This notebook is for figuring out reputed lenders in a report. Currently it gives credits and debits of different lenders in each report over the last 2 years

In [None]:
import pymssql
import pandas as pd
import json
import datetime
import joblib
import re
import numpy as np
import multiprocessing as mp


In [None]:
%load_ext blackcellmagic

In [None]:
server = '192.168.4.117'
database = 'FreedomCashLenders'
username = 'FreedomCashLendersAll'
mssql_password = 'Freedom123$'

In [None]:
iloans_conn = pymssql.connect(server, username, mssql_password, database, port = 1433)

In [None]:
start_date = "'2018-01-01'"
end_date = "'2019-12-31'"

In [None]:
query_loan = f'''select LN.LoanId,
                       LC.LoanCount,
                       LN.OriginationDate,
                       GC.BankReportData,
                       GC.BankTransactionId,
                       GC.TimeAdded as ReportTimeAdded,
                       LN.Campaign,
                       LN.MonthlyGrossIncome,
                       LN.DateOfBirth,
                       LN.IsFirstDefault
                       
                from view_FCL_Loan LN
                LEFT JOIN view_FCL_CustomerLoanCount LC ON LC.CustomerId = LN.CustomerId
                LEFT JOIN view_FCL_GetCreditDataLoan GCD ON LN.LoanId = GCD.LoanId
                LEFT JOIN view_FCL_GetCreditData GC ON GC.BankTransactionId = GCD.BankTransactionId
                
                
                where LN.OriginationDate >= {start_date}
                and LN.OriginationDate <= {end_date} 
                and LN.IsFirstDefault IS NOT NULL
                and LN.MerchantId IN (15, 18)
                and GC.ReportStatus = 'COMPLETE' '''

In [None]:
df_loans = pd.read_sql_query(query_loan,con = iloans_conn)

In [None]:
df_loans = df_loans.drop_duplicates('LoanId')

## utility functions

In [None]:
def parse_dates(json_date):
    '''
    Converts json formatted date to pandas datetime.
    
    Parameters:
    JSON date (JSON).
    
    Returns:
    Pandas datetime object.
    
    '''
    
    #return datetime.fromtimestamp(int(json_date)/1000.0).strftime('%Y-%m-%d')
    return datetime.datetime.utcfromtimestamp(int(json_date)/1000).date()

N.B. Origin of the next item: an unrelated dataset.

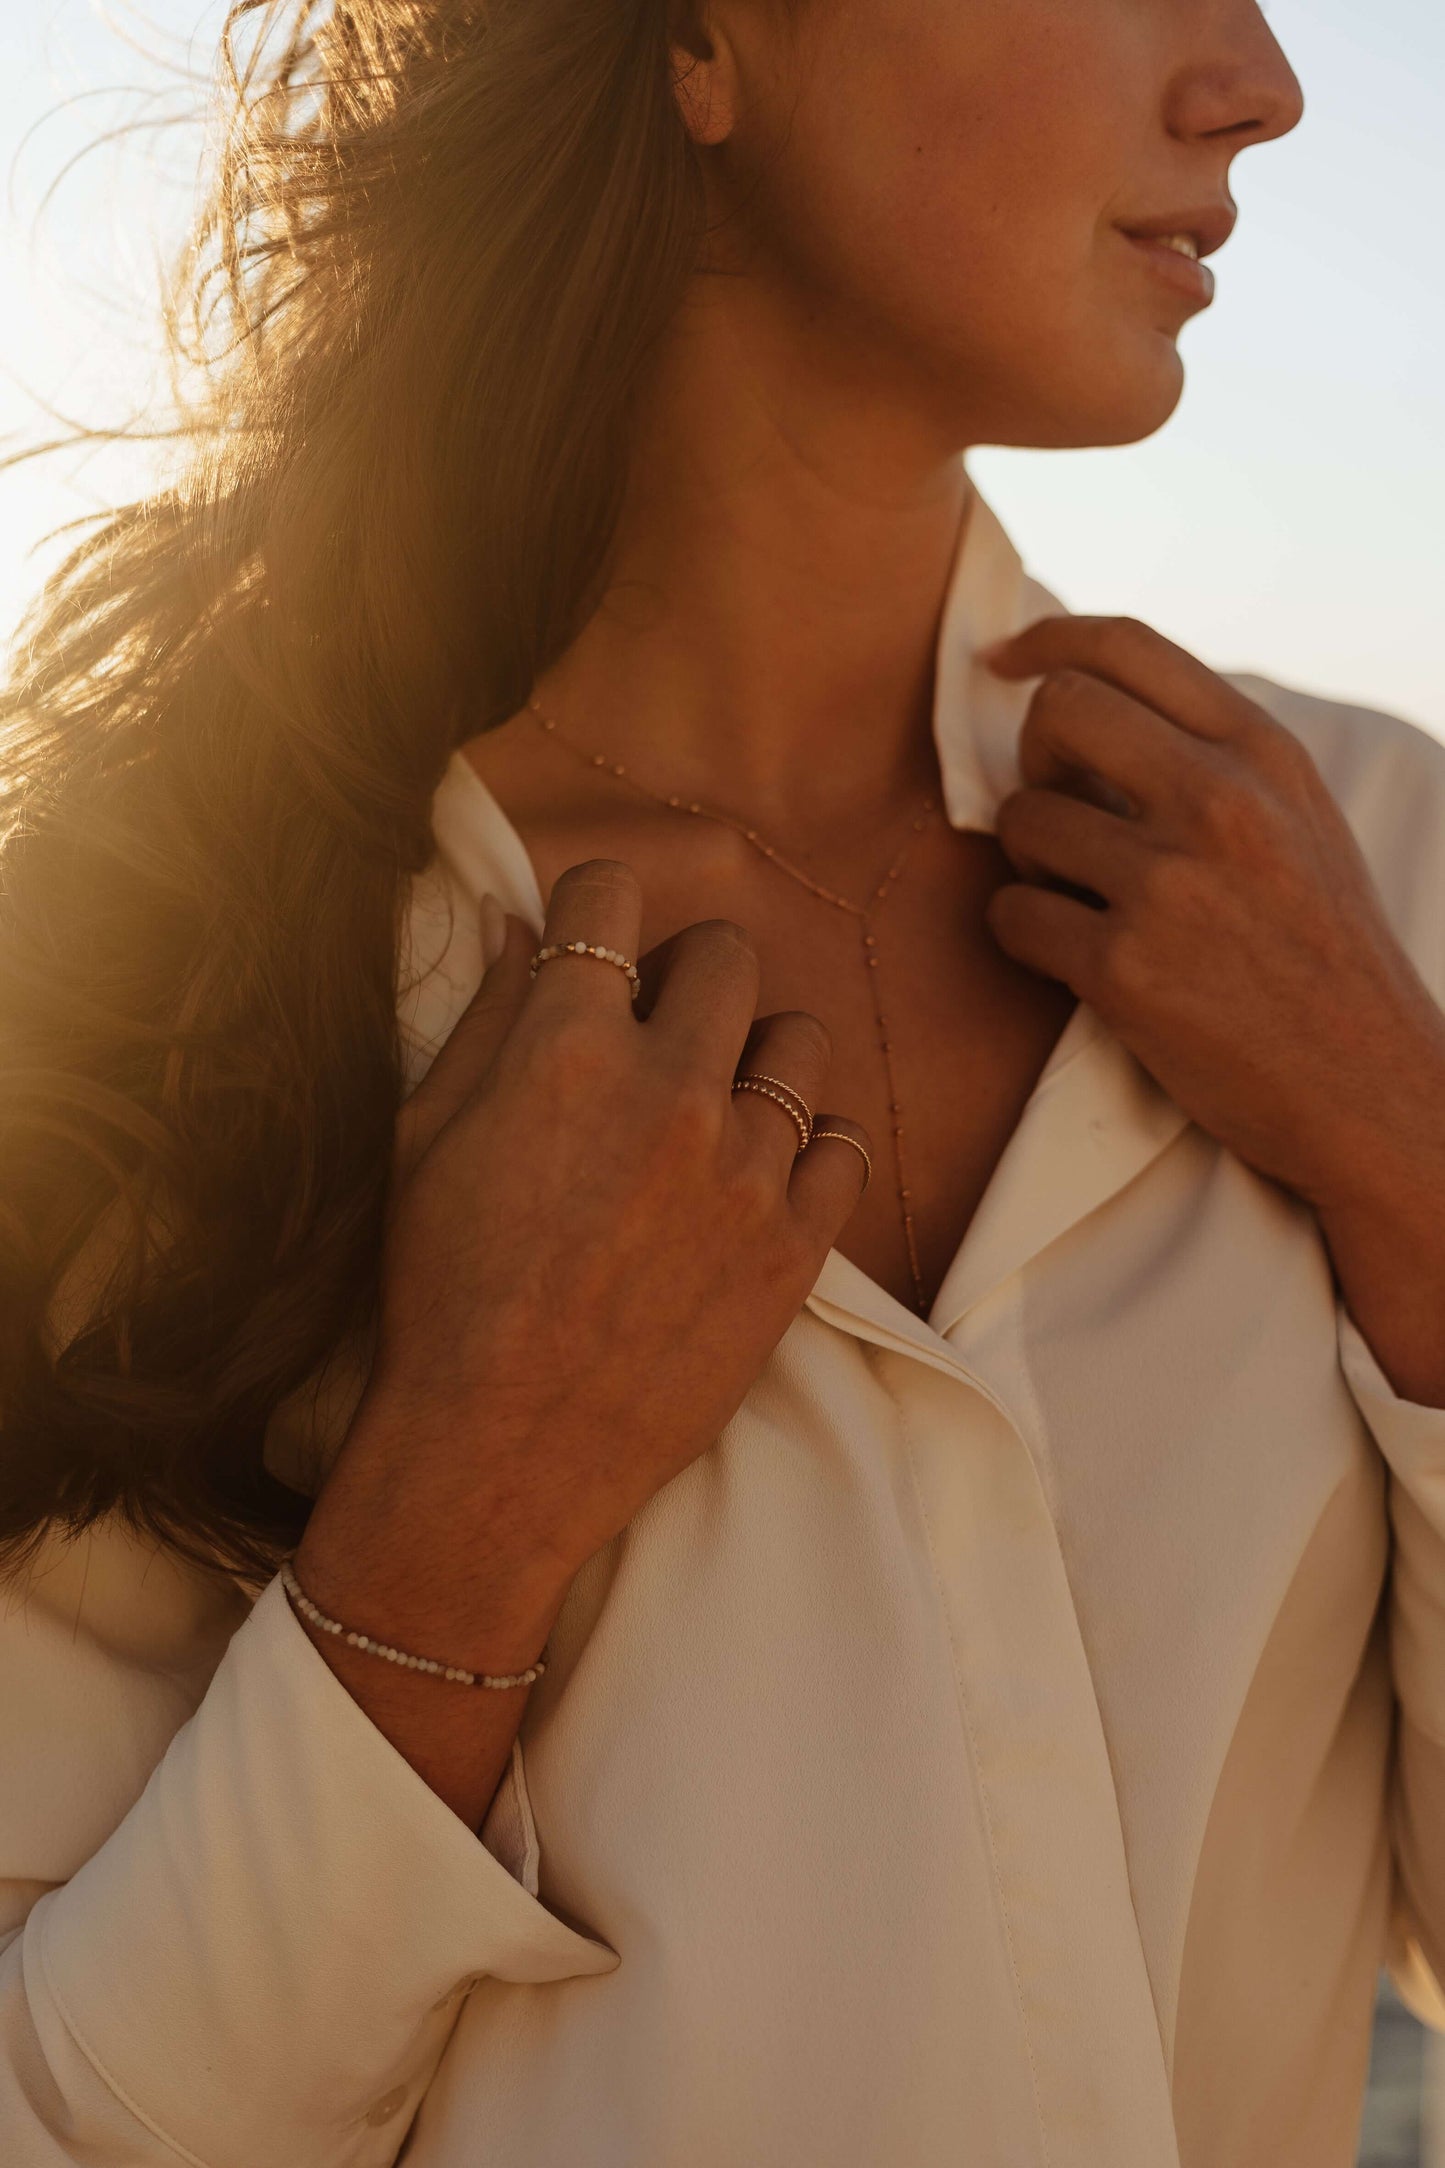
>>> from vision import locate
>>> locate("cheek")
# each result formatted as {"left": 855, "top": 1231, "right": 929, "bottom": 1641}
{"left": 783, "top": 8, "right": 1109, "bottom": 278}
{"left": 741, "top": 0, "right": 1169, "bottom": 429}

def fetch_checking_acct_txns(json_string):
    """
    Parse all checking account transactions in the bank report
    
    Parameters:
    json_string(json): json containing bank report
    
    Returns:
    dataframe: containing transactions 
    
    """
    j = json.loads(json_string)
    df_txn = pd.DataFrame()
    
    acct_numbers = []
    for accts in j['accounts']:
        
        if ('transactions' in accts.keys()) and (len(accts['transactions']) > 0) and (accts['accountNumber'] not in acct_numbers) and (accts['accountType'].strip().lower() == 'checking'):
            
            df_txn_temp = pd.DataFrame(accts['transactions'])
            df_txn_temp['account_number'] = accts['accountNumber']
            df_txn = df_txn.append(df_txn_temp, ignore_index=True)
            
            df_txn['posted_date'] = df_txn['postedDate'].map(lambda json_date: parse_dates(json_date))
            df_txn['category'] = df_txn['contexts'].map(lambda x: x[0]['categoryName'] if len(x) > 0 else np.nan)
            acct_numbers.append(accts['accountNumber'])
    
    if 'pending' in df_txn.columns:
        df_txn = df_txn[df_txn['pending'] == False]
    return df_txn

## primary account

In [None]:
def get_primary_account(bankreport):
    """
    Flag primary checking account (account having max transaction count)
    
    Parameters:
    bankreport (json)
    loanid (str)
    
    Returns:
    Dataframe containing checking accounts and primary account flag = 1
    """
    df_txn = fetch_checking_acct_txns(bankreport)
    if df_txn.empty is False:
        df_txns_count = df_txn['account_number'].value_counts()
        return df_txns_count.idxmax()

In [None]:
NCPU = mp.cpu_count() - 2 if mp.cpu_count() > 2 else 1
with mp.Pool(processes=NCPU) as pool:
    res_primary_accts = pool.map(get_primary_account, df_loans['BankReportData'])

In [None]:
df_loans['primary_account'] = res_primary_accts

In [None]:
df_loans = df_loans.loc[df_loans['primary_account'].notnull(),:]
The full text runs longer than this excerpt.